SINGAPORE - A 29-year-old man who unlawfully took more than 100 pieces of female underwear was on Monday (Aug 29) made to undergo one-year of psychiatric treatment, under a Mandatory Treatment Order (MTO).
Lee Chan Hoe, an air-con repair man, pleaded guilty to one charge of fraudulent possession of property and one count of dishonest misappropriation of property.
He admitted to two other charges of dishonest misappropriation of property. These counts were taken into consideration in sentencing.
A community court heard that Lee left his Bedok North Street 3 flat early on February 5.
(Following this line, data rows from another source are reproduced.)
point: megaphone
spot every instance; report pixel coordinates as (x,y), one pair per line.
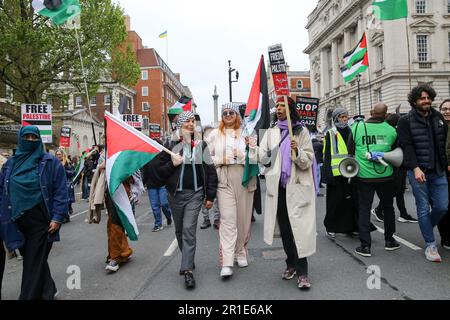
(395,157)
(349,168)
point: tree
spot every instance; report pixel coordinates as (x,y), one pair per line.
(36,55)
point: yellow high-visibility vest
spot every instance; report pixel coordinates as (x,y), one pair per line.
(338,151)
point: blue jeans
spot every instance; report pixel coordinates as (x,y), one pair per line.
(434,191)
(158,200)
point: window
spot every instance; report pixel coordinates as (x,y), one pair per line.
(144,75)
(107,99)
(353,105)
(422,48)
(9,93)
(145,123)
(449,45)
(421,6)
(378,95)
(381,56)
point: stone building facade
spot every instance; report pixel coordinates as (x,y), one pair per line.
(336,26)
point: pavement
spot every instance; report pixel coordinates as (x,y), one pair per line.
(336,272)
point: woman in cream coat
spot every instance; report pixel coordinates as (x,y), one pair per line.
(227,146)
(290,196)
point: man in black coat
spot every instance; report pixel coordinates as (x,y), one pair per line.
(422,134)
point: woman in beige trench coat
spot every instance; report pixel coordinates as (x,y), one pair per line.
(290,196)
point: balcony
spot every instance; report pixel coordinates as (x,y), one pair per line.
(424,65)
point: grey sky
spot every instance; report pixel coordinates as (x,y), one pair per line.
(204,35)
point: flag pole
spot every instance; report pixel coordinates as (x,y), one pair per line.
(167,49)
(85,85)
(358,78)
(288,114)
(409,52)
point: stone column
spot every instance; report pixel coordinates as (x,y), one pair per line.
(347,40)
(335,64)
(323,72)
(216,105)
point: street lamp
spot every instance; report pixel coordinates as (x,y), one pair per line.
(230,82)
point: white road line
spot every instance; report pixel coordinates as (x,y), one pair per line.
(171,249)
(402,241)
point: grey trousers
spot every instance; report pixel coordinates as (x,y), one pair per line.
(185,206)
(214,209)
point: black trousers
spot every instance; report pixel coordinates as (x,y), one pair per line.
(37,282)
(366,192)
(287,237)
(2,265)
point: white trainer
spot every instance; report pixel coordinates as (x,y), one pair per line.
(242,262)
(432,254)
(226,272)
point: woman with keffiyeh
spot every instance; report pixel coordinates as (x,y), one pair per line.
(290,196)
(191,180)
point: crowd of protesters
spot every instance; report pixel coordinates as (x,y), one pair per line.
(202,173)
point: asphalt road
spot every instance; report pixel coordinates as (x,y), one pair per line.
(152,273)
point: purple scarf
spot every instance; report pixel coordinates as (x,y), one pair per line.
(285,150)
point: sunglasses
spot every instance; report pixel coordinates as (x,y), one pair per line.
(228,113)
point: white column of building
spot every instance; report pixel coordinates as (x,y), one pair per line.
(335,64)
(323,71)
(347,40)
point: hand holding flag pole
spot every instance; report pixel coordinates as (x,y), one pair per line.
(291,134)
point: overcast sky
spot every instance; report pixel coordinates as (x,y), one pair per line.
(204,34)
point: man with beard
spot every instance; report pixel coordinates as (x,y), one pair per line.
(444,224)
(341,203)
(422,133)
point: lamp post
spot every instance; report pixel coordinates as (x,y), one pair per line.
(230,81)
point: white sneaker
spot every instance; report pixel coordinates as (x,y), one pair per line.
(226,272)
(432,254)
(242,262)
(112,266)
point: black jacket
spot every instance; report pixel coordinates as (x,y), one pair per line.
(417,138)
(163,172)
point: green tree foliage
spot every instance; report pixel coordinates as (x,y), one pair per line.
(36,56)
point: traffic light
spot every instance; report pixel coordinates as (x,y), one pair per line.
(52,4)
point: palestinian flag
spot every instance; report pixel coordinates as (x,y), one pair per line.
(390,9)
(59,11)
(257,116)
(184,104)
(357,53)
(358,67)
(127,150)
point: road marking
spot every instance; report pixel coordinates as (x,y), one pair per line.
(171,249)
(402,241)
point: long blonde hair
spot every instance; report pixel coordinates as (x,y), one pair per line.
(237,124)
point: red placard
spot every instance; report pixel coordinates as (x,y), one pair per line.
(64,140)
(278,69)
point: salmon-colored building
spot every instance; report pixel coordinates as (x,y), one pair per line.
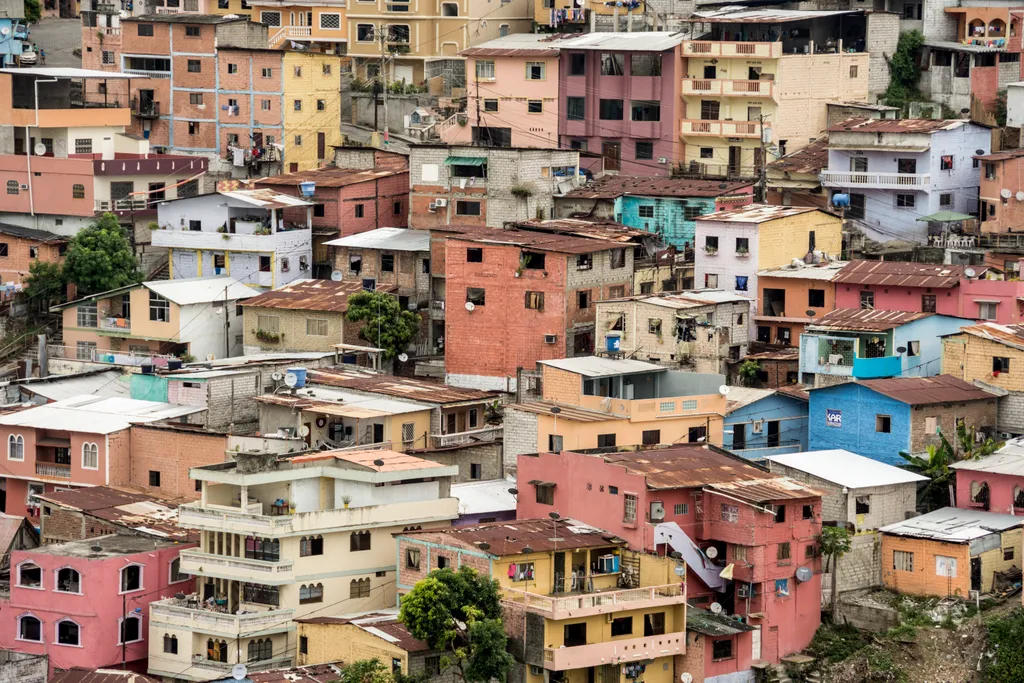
(689,499)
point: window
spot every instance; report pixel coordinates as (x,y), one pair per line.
(612,65)
(358,541)
(610,110)
(30,628)
(902,560)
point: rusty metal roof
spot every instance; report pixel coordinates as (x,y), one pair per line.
(610,186)
(900,273)
(324,295)
(865,319)
(927,390)
(509,538)
(928,126)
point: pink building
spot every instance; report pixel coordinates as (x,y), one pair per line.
(85,603)
(689,499)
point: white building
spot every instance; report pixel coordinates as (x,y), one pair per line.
(260,238)
(897,172)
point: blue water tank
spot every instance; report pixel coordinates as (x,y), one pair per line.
(300,376)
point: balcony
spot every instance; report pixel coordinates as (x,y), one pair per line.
(725,48)
(713,86)
(721,128)
(233,520)
(615,651)
(175,612)
(876,180)
(586,604)
(485,435)
(238,568)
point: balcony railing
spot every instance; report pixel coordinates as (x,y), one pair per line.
(561,606)
(714,86)
(484,435)
(880,180)
(721,128)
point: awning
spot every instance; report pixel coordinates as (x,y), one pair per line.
(466,161)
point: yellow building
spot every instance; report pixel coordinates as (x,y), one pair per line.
(416,33)
(579,606)
(592,401)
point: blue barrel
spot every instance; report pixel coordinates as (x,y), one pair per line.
(300,376)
He went to a neighbour's flat on another floor and took a purplish pink bra off a clothes rank outside the flat.
At about 4.30am, an occupant of the flat looked outside his unit and saw Lee lying face down on the floor along the corridor.
Lee then got up and knelt on the floor with the bra in his hands.
He then lay down on the floor again and sniffed the bra for a while, before he got up, placed the bra back on the clothing rack and walked away.
The occupant called the police.
Lee was arrested at the void deck shortly after and brought back to his flat.
Police found a total of 55 bras and 51 panties in his room.
Lee said he had picked them up over the past year, as he had developed a liking for collecting female undergarment.
Investigations revealed that Lee had filched three of the bras and two of the panties from another HDB block near his home as he was returning home from work in March 2015.
The next month, he unlawfully took two bras and one panty from the same neighbourhood.
In May 2015, he also unlawfully took two bras from the same area.
The maximum penalty for fraudulent possession of property is a $3,000 fine and one year's jail.
The maximum punishment for dishonest misappropriation of property is two year's jail and a fine.
Implemented in 2010, the MTO is a community sentencing option for offenders suffering from mental conditions which have contributed to their committing the offence.
Offenders will not be committed to the Institute of Mental Health (IMH), but must attend compulsory treatment sessions with psychiatrists, which the Health Ministry and IMH will take care of.
Treatment is usually paid for by offenders, unless they are financially incapable.